Comparison of formulation outcomes of wet and dry gum methods:

3. Bottle Method

  1. Describe the tests you used to determine the type of emulsion formed (o/w vs. w/o) and the results of those tests. (Sketch observations where applicable).
  2. Record any changes noted when 4N HCl was added to the emulsion.

4. Beaker Method

Describe how you prepared the emulsion and any problems you encountered.

Sketch of Mineral Oil Emulsion
(not homogenized)		 Sketch of Mineral Oil Emulsion
(homogenized)

 

Comments:


Inspection of final products ______________________________

 

III. Discussion and Conclusions

1. What appears to be the HLB range that produces that most stable peanut oil emulsion in Part IIA? Are these the results you expected?
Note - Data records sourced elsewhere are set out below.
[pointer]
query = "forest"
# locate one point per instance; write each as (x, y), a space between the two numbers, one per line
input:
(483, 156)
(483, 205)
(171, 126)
Explain.

 

2. What effect did tripling the surfactant concentration have on the physical stability of the emulsions? How would you explain this?

 

3. What effect did homogenization have on the stability of your emulsions?

 

4. The lime water-olive oil emulsion you prepared is an example of “in situ” emulsifier formation.

  1. What does this mean?
  2. What is the emulsifier that is formed in this product?

5. What is the HLB of the emulsifying system used in the “beaker method” emulsion?